These blossoms have already bloomed and fallen off the little apple tree in our back yard. I can’t keep up, that is what I’m trying to say. Today, I went for a run at noon and the word relentless came into my mind. I don’t like that word, I thought, running on, enjoying the run, because it was pain-free. Okay, then, what about the word relent, I thought, and no that word did not suit what I was doing, nor what I wanted to do: continue.
On Wednesday night I visited a book club.

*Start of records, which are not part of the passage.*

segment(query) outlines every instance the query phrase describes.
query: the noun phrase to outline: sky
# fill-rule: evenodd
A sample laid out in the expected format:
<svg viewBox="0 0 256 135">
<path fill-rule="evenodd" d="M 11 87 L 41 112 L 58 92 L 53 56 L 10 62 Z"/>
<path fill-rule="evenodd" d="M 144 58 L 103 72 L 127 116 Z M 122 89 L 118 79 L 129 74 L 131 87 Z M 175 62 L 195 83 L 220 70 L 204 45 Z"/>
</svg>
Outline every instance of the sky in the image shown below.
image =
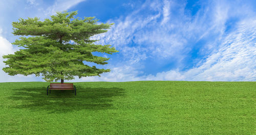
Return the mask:
<svg viewBox="0 0 256 135">
<path fill-rule="evenodd" d="M 2 0 L 0 3 L 0 82 L 45 82 L 42 76 L 10 76 L 2 56 L 20 49 L 11 43 L 12 23 L 20 18 L 45 18 L 56 11 L 78 11 L 114 23 L 92 39 L 119 50 L 101 76 L 70 80 L 130 82 L 256 81 L 256 1 Z"/>
</svg>

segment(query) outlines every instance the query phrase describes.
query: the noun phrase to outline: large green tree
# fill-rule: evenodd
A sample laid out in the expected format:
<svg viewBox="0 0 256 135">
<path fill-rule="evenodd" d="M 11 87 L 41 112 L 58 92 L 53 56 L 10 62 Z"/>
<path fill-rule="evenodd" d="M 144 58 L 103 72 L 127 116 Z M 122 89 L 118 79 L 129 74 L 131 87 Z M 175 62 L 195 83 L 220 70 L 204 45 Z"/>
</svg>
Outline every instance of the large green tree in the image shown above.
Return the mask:
<svg viewBox="0 0 256 135">
<path fill-rule="evenodd" d="M 110 69 L 98 69 L 83 62 L 97 64 L 108 64 L 110 58 L 93 55 L 93 52 L 112 54 L 118 52 L 110 45 L 96 45 L 97 40 L 90 37 L 107 32 L 113 24 L 96 23 L 94 17 L 74 18 L 77 11 L 57 12 L 51 19 L 28 18 L 19 19 L 13 22 L 14 35 L 21 37 L 13 44 L 24 49 L 15 52 L 14 55 L 3 57 L 7 60 L 4 62 L 9 67 L 3 70 L 10 75 L 17 74 L 28 75 L 41 75 L 46 81 L 70 80 L 74 76 L 100 76 Z"/>
</svg>

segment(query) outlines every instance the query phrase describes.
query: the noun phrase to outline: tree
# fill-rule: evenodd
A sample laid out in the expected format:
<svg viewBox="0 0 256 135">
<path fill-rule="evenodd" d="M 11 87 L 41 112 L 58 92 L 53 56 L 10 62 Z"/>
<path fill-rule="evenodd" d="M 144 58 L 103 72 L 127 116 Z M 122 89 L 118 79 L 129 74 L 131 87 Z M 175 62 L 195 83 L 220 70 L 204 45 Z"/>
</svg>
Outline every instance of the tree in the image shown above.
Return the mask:
<svg viewBox="0 0 256 135">
<path fill-rule="evenodd" d="M 25 48 L 3 57 L 7 60 L 4 63 L 9 65 L 3 70 L 10 75 L 17 74 L 28 75 L 41 74 L 47 82 L 57 82 L 74 79 L 74 76 L 100 76 L 110 71 L 110 69 L 98 69 L 83 64 L 83 61 L 104 65 L 110 58 L 93 55 L 92 52 L 112 54 L 118 52 L 110 45 L 96 45 L 98 40 L 90 37 L 107 32 L 113 23 L 97 24 L 98 20 L 94 17 L 84 19 L 74 16 L 77 11 L 71 12 L 57 12 L 51 16 L 51 20 L 29 18 L 19 19 L 13 22 L 14 35 L 21 37 L 13 44 Z M 72 42 L 73 42 L 72 43 Z"/>
</svg>

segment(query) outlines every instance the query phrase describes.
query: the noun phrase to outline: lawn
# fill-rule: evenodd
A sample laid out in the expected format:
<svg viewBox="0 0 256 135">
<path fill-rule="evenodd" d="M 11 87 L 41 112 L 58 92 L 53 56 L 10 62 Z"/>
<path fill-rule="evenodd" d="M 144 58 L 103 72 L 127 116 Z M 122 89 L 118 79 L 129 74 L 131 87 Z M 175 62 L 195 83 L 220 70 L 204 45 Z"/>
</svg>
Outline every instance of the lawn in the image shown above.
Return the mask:
<svg viewBox="0 0 256 135">
<path fill-rule="evenodd" d="M 256 134 L 256 82 L 0 83 L 0 134 Z"/>
</svg>

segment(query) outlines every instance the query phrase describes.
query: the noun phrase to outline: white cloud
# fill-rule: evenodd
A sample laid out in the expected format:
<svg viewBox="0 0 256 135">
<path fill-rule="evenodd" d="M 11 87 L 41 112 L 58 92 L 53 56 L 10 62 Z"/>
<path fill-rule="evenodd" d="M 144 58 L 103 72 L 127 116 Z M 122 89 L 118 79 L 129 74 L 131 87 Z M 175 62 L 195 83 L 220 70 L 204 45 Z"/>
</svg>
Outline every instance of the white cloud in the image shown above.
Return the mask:
<svg viewBox="0 0 256 135">
<path fill-rule="evenodd" d="M 217 52 L 198 67 L 185 72 L 160 72 L 149 75 L 147 79 L 255 81 L 255 24 L 256 20 L 240 22 L 237 31 L 224 38 Z"/>
<path fill-rule="evenodd" d="M 164 1 L 164 6 L 163 8 L 163 19 L 161 24 L 162 25 L 165 23 L 167 21 L 169 20 L 170 19 L 169 14 L 170 14 L 170 2 L 167 0 Z"/>
<path fill-rule="evenodd" d="M 55 14 L 56 12 L 62 12 L 76 6 L 78 4 L 86 0 L 56 0 L 54 4 L 48 8 L 46 11 L 44 11 L 45 15 Z"/>
</svg>

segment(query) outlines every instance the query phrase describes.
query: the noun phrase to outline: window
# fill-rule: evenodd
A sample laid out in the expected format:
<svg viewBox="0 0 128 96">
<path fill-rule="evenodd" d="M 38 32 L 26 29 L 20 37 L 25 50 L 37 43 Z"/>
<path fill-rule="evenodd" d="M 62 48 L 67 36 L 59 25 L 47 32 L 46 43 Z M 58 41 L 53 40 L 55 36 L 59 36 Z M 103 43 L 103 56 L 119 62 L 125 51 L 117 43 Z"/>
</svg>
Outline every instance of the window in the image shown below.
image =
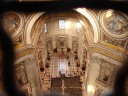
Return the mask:
<svg viewBox="0 0 128 96">
<path fill-rule="evenodd" d="M 44 23 L 44 32 L 45 33 L 48 32 L 48 30 L 47 30 L 47 24 L 46 23 Z"/>
<path fill-rule="evenodd" d="M 65 29 L 65 22 L 64 22 L 64 20 L 59 20 L 59 29 Z"/>
</svg>

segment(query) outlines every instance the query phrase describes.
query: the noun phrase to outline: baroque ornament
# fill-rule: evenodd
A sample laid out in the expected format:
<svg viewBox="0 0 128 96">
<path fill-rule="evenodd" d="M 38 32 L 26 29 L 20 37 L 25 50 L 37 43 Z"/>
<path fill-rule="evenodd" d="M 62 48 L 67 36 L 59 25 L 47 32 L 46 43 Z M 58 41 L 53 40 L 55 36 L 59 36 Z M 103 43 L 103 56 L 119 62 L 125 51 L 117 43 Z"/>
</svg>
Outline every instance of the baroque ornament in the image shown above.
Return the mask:
<svg viewBox="0 0 128 96">
<path fill-rule="evenodd" d="M 100 15 L 100 25 L 105 33 L 115 38 L 124 38 L 128 34 L 128 18 L 118 11 L 103 11 Z"/>
<path fill-rule="evenodd" d="M 15 38 L 20 34 L 23 29 L 24 22 L 22 14 L 16 12 L 4 13 L 2 17 L 3 29 L 11 35 L 12 38 Z"/>
</svg>

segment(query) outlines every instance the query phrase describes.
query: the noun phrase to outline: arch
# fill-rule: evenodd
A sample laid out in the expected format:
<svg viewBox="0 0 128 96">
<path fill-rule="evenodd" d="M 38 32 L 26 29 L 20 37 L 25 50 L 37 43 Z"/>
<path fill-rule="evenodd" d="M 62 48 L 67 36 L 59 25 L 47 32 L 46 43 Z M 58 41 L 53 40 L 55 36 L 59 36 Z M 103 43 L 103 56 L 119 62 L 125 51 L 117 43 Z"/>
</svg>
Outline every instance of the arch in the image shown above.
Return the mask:
<svg viewBox="0 0 128 96">
<path fill-rule="evenodd" d="M 96 20 L 96 18 L 94 17 L 94 15 L 89 11 L 87 10 L 86 8 L 77 8 L 75 9 L 77 12 L 79 12 L 80 14 L 82 14 L 83 16 L 85 16 L 89 22 L 91 23 L 92 28 L 93 28 L 93 31 L 94 31 L 94 38 L 93 38 L 93 42 L 94 43 L 98 43 L 99 42 L 99 33 L 100 33 L 100 30 L 99 30 L 99 25 L 98 25 L 98 22 Z"/>
<path fill-rule="evenodd" d="M 39 12 L 37 14 L 33 14 L 30 19 L 28 20 L 26 27 L 25 27 L 25 31 L 24 31 L 24 41 L 25 44 L 31 44 L 31 39 L 30 39 L 30 35 L 31 35 L 31 29 L 34 25 L 34 23 L 36 22 L 36 20 L 43 15 L 44 12 Z"/>
<path fill-rule="evenodd" d="M 93 31 L 94 31 L 94 38 L 93 38 L 93 42 L 94 43 L 98 43 L 99 42 L 99 26 L 98 26 L 98 22 L 96 21 L 96 18 L 94 17 L 94 15 L 87 10 L 86 8 L 78 8 L 78 9 L 74 9 L 75 11 L 79 12 L 80 14 L 82 14 L 84 17 L 86 17 L 89 22 L 91 23 Z M 30 19 L 28 20 L 26 27 L 25 27 L 25 31 L 24 31 L 24 41 L 26 44 L 31 44 L 31 39 L 30 39 L 30 35 L 31 35 L 31 29 L 34 25 L 34 23 L 36 22 L 36 20 L 42 16 L 45 12 L 39 12 L 36 14 L 33 14 Z"/>
</svg>

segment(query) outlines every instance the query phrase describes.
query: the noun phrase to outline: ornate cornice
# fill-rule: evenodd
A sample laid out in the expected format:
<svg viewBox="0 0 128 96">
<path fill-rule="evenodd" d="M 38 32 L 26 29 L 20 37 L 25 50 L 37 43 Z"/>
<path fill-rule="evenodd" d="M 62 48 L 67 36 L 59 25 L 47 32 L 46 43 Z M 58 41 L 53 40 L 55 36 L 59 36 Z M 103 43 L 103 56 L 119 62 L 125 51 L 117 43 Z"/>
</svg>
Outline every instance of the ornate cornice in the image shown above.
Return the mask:
<svg viewBox="0 0 128 96">
<path fill-rule="evenodd" d="M 90 50 L 92 53 L 100 53 L 119 62 L 123 62 L 125 60 L 125 56 L 123 56 L 123 54 L 115 52 L 114 50 L 109 50 L 103 46 L 91 46 Z"/>
</svg>

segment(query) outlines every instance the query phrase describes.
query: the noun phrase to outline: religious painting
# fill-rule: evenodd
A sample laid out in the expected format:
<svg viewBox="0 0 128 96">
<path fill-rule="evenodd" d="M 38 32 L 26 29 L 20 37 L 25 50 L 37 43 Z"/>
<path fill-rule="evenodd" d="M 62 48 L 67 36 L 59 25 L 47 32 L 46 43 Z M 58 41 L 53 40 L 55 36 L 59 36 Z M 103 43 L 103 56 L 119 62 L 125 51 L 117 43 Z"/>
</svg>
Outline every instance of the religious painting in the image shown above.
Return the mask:
<svg viewBox="0 0 128 96">
<path fill-rule="evenodd" d="M 19 86 L 23 86 L 28 82 L 25 68 L 23 65 L 17 66 L 15 73 L 16 82 Z"/>
</svg>

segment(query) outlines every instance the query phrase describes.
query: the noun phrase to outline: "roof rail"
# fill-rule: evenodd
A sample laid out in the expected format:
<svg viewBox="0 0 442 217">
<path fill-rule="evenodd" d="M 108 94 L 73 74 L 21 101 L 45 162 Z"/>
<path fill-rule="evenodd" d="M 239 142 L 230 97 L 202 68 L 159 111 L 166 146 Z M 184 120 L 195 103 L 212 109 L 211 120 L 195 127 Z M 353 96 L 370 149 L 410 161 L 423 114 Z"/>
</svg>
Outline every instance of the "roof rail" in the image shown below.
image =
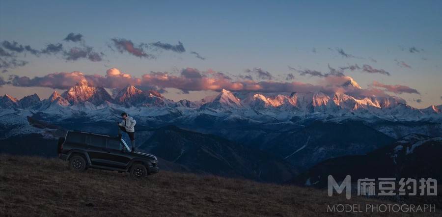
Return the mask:
<svg viewBox="0 0 442 217">
<path fill-rule="evenodd" d="M 69 132 L 69 131 L 72 132 L 80 133 L 82 134 L 90 134 L 90 135 L 92 135 L 101 136 L 102 136 L 111 137 L 109 135 L 106 135 L 105 134 L 96 134 L 95 133 L 88 132 L 83 131 L 79 131 L 79 130 L 76 130 L 68 131 L 68 132 Z"/>
</svg>

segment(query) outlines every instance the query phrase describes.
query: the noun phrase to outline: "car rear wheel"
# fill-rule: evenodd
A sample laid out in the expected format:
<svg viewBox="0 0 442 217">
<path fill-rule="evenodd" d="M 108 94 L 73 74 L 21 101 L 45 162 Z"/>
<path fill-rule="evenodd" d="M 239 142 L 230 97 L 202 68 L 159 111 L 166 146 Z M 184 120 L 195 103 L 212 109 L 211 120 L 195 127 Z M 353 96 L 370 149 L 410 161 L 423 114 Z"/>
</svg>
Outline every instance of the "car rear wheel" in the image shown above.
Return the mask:
<svg viewBox="0 0 442 217">
<path fill-rule="evenodd" d="M 69 167 L 79 172 L 83 171 L 86 170 L 86 160 L 80 155 L 74 156 L 69 160 Z"/>
<path fill-rule="evenodd" d="M 147 175 L 147 169 L 144 165 L 140 163 L 134 164 L 131 167 L 130 172 L 131 177 L 135 179 L 141 179 Z"/>
</svg>

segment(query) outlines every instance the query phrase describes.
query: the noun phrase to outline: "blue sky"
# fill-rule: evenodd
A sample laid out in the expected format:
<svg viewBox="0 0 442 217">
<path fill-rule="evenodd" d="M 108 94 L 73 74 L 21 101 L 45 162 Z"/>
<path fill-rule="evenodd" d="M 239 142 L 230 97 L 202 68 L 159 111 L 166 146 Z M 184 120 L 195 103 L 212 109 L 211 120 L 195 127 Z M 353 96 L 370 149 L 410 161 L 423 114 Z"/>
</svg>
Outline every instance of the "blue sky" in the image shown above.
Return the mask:
<svg viewBox="0 0 442 217">
<path fill-rule="evenodd" d="M 292 73 L 295 81 L 315 84 L 322 79 L 302 76 L 299 71 L 327 73 L 329 65 L 337 68 L 367 64 L 391 75 L 360 70 L 345 74 L 363 88 L 377 81 L 415 89 L 420 95 L 388 93 L 415 107 L 442 104 L 442 2 L 312 1 L 2 0 L 0 41 L 15 41 L 38 49 L 62 43 L 68 49 L 77 45 L 62 39 L 73 32 L 83 35 L 84 44 L 105 55 L 103 61 L 92 62 L 28 54 L 20 56 L 28 64 L 8 68 L 0 76 L 6 80 L 10 75 L 32 78 L 75 71 L 104 76 L 106 70 L 116 67 L 141 77 L 151 71 L 191 67 L 211 69 L 233 78 L 256 67 L 269 72 L 275 81 L 286 81 L 286 75 Z M 109 47 L 112 38 L 136 44 L 160 41 L 177 45 L 180 41 L 186 51 L 159 49 L 152 52 L 155 59 L 139 58 L 115 52 L 115 48 L 112 51 Z M 412 48 L 417 51 L 410 52 Z M 343 56 L 339 49 L 353 57 Z M 206 59 L 196 58 L 192 51 Z M 402 61 L 411 68 L 398 65 Z M 49 94 L 52 90 L 48 89 L 5 85 L 0 93 L 20 98 L 35 90 Z M 16 93 L 9 92 L 12 91 Z M 169 93 L 175 99 L 193 99 L 204 94 L 174 94 Z"/>
</svg>

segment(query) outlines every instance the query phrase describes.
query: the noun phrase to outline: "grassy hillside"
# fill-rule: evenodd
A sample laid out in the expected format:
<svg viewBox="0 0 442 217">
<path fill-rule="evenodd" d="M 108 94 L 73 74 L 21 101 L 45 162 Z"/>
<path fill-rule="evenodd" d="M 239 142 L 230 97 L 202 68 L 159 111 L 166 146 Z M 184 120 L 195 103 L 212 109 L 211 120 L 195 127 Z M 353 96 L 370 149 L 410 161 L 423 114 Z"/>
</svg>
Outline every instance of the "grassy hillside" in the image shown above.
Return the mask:
<svg viewBox="0 0 442 217">
<path fill-rule="evenodd" d="M 381 203 L 190 173 L 133 181 L 124 173 L 75 172 L 58 159 L 0 155 L 1 216 L 320 216 L 329 214 L 328 204 Z"/>
</svg>

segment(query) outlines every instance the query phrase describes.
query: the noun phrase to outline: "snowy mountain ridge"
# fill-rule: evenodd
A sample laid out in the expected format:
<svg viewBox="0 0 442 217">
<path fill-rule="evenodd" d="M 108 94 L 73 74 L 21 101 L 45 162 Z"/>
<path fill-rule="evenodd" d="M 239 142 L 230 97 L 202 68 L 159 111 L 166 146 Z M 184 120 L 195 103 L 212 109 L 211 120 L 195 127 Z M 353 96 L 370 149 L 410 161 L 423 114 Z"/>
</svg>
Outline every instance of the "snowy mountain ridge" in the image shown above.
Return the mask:
<svg viewBox="0 0 442 217">
<path fill-rule="evenodd" d="M 356 81 L 349 83 L 355 87 Z M 276 119 L 286 121 L 294 117 L 315 119 L 363 119 L 388 120 L 442 120 L 442 106 L 417 109 L 395 97 L 372 96 L 357 99 L 344 93 L 327 94 L 321 91 L 295 92 L 288 94 L 235 93 L 222 89 L 214 97 L 198 101 L 187 100 L 175 102 L 157 91 L 143 91 L 129 85 L 115 92 L 112 97 L 103 87 L 82 81 L 62 94 L 55 91 L 40 101 L 36 94 L 20 100 L 5 95 L 0 97 L 0 108 L 22 109 L 51 114 L 76 113 L 75 111 L 111 109 L 130 111 L 133 115 L 154 116 L 165 114 L 195 116 L 208 114 L 216 116 L 249 117 L 254 120 Z M 108 109 L 105 109 L 106 108 Z M 149 111 L 147 112 L 147 111 Z"/>
</svg>

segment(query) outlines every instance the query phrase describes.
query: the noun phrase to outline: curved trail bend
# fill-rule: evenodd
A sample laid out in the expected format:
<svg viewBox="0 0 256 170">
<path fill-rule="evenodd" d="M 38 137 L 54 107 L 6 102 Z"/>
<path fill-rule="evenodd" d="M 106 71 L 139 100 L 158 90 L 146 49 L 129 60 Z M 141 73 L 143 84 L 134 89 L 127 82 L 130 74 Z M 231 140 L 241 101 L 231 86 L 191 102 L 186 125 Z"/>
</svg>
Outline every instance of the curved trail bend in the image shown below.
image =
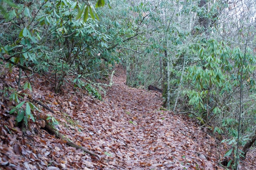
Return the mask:
<svg viewBox="0 0 256 170">
<path fill-rule="evenodd" d="M 210 136 L 188 118 L 159 111 L 161 94 L 126 86 L 120 72 L 106 97 L 114 112 L 107 125 L 108 167 L 215 169 L 215 149 L 204 142 Z"/>
</svg>

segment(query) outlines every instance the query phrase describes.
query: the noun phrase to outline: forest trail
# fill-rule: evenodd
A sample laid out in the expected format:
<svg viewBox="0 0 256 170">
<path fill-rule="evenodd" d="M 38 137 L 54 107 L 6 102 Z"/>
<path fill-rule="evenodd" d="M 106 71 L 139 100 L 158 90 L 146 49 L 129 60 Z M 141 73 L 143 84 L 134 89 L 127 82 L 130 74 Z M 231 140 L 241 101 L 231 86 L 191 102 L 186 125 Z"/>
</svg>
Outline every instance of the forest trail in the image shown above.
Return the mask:
<svg viewBox="0 0 256 170">
<path fill-rule="evenodd" d="M 189 118 L 159 111 L 161 94 L 126 86 L 125 75 L 119 72 L 118 77 L 114 76 L 114 85 L 107 94 L 118 115 L 115 123 L 125 132 L 113 136 L 121 145 L 109 164 L 135 169 L 216 167 L 211 137 Z"/>
<path fill-rule="evenodd" d="M 14 126 L 15 115 L 6 113 L 10 108 L 0 111 L 3 169 L 221 168 L 217 165 L 219 157 L 213 138 L 188 117 L 159 110 L 161 93 L 126 86 L 125 73 L 121 67 L 117 67 L 114 84 L 102 101 L 85 90 L 78 90 L 72 83 L 56 94 L 48 77 L 31 77 L 33 97 L 54 113 L 40 107 L 41 113 L 33 112 L 36 121 L 30 121 L 22 132 Z M 16 88 L 13 80 L 18 74 L 18 69 L 14 69 L 5 83 Z M 57 120 L 55 126 L 60 133 L 97 157 L 68 146 L 44 128 L 40 117 L 49 116 Z"/>
</svg>

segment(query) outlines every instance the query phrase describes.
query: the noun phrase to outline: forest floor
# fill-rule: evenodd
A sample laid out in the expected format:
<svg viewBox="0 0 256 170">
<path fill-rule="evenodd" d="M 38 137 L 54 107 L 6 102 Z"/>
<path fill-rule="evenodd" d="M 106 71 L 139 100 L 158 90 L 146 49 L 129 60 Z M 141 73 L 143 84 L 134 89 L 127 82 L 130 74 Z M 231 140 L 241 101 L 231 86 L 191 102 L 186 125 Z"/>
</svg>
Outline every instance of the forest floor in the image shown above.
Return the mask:
<svg viewBox="0 0 256 170">
<path fill-rule="evenodd" d="M 6 85 L 15 88 L 18 74 L 14 69 L 12 73 L 2 78 L 1 89 Z M 71 83 L 56 94 L 51 77 L 34 75 L 30 78 L 33 97 L 54 111 L 52 115 L 59 122 L 56 128 L 60 132 L 93 151 L 97 156 L 68 146 L 54 134 L 40 128 L 43 121 L 38 112 L 34 113 L 37 118 L 36 122 L 30 121 L 30 126 L 22 131 L 20 127 L 14 125 L 15 117 L 8 113 L 9 109 L 7 106 L 13 104 L 2 100 L 0 167 L 10 169 L 223 168 L 218 164 L 219 158 L 223 160 L 221 156 L 230 146 L 219 145 L 220 141 L 204 132 L 194 119 L 160 110 L 161 93 L 126 86 L 125 73 L 120 67 L 115 75 L 114 84 L 108 88 L 102 101 L 95 100 L 85 91 L 78 91 Z M 51 114 L 40 109 L 44 114 Z M 256 160 L 255 155 L 253 151 L 248 154 L 242 169 L 255 168 L 253 165 Z"/>
</svg>

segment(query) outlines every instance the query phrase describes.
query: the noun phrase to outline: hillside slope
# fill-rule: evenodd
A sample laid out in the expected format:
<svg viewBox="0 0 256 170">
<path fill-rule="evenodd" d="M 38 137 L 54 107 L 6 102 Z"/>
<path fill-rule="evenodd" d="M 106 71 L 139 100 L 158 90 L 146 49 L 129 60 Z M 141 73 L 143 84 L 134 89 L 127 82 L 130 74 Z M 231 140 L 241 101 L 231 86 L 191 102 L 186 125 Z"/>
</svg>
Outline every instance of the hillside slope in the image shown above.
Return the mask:
<svg viewBox="0 0 256 170">
<path fill-rule="evenodd" d="M 18 73 L 14 69 L 12 73 L 1 78 L 1 89 L 7 86 L 16 88 L 15 78 Z M 8 113 L 10 109 L 7 106 L 13 104 L 2 98 L 2 168 L 221 168 L 218 164 L 215 140 L 199 129 L 195 121 L 160 110 L 161 94 L 126 86 L 125 74 L 120 67 L 115 74 L 114 84 L 102 101 L 95 100 L 85 91 L 76 91 L 71 82 L 56 95 L 50 78 L 31 76 L 33 98 L 55 113 L 40 108 L 42 113 L 34 113 L 37 120 L 35 123 L 30 121 L 31 125 L 24 132 L 20 126 L 15 126 L 13 115 Z M 58 121 L 55 128 L 60 133 L 97 156 L 68 146 L 45 128 L 40 128 L 44 127 L 42 114 L 46 114 Z M 250 155 L 245 162 L 252 161 Z M 247 166 L 248 169 L 252 167 Z"/>
</svg>

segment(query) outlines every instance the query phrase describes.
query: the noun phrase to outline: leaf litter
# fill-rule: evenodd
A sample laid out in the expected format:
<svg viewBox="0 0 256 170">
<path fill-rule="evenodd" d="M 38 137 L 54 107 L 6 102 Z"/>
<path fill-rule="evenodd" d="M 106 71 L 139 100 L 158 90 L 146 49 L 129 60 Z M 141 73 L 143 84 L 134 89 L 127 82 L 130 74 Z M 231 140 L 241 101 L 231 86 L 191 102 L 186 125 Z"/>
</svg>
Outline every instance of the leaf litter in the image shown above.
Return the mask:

I visited the book club after a day that included an early morning walk with the dogs; biking to see this daughter at her school track meet; biking to the university library to work between races; biking home for lunch; driving back for the final race of the afternoon in order to take this daughter to piano lessons; driving to pick up youngest and bring him to piano lessons; home in time to eat and quickly clean up from supper; driving this daughter to soccer practice. By the time we were home again, it was almost 8:30. And then I went to the book club. I did not leave until I’d made sure this daughter was collapsing in her bed rather than on the couch. I texted Kevin, who was at a soccer game with another child, to please check in on the kids when he got home. And then I spent an hour at a book club, a warm, friendly, thoughtful, generous group of women. It was 10 when I got home. Tea, snack, finish cleaning up, last load of laundry, bed. I can’t tell you which of these activities I chose to do because I wanted to, and which I felt responsible for doing and therefore simply did.
Up again at 6AM to run with a friend.
It is puzzling. What is it that I want to be doing? I have no idea. I’m so busy doing things that I don’t really have the need to ask that question.
Last weekend, I was here, on Lake Huron, spending one night at a cottage with girlfriends. Same weekend: I led a writing workshop at a nature centre; and got home from the cottage in time to see my thirteen-year-old in a performance of Macbeth (her second production of said play this spring).
Relentless? Relent? At some point, during longer solo runs, a mantra will enter my head in rhythm with my stride. Here was today’s: Powerful strong. Whispering light. A reminder to keep my stride both strong and light.
Relentless/relent. Dig in. Lightly. Continue.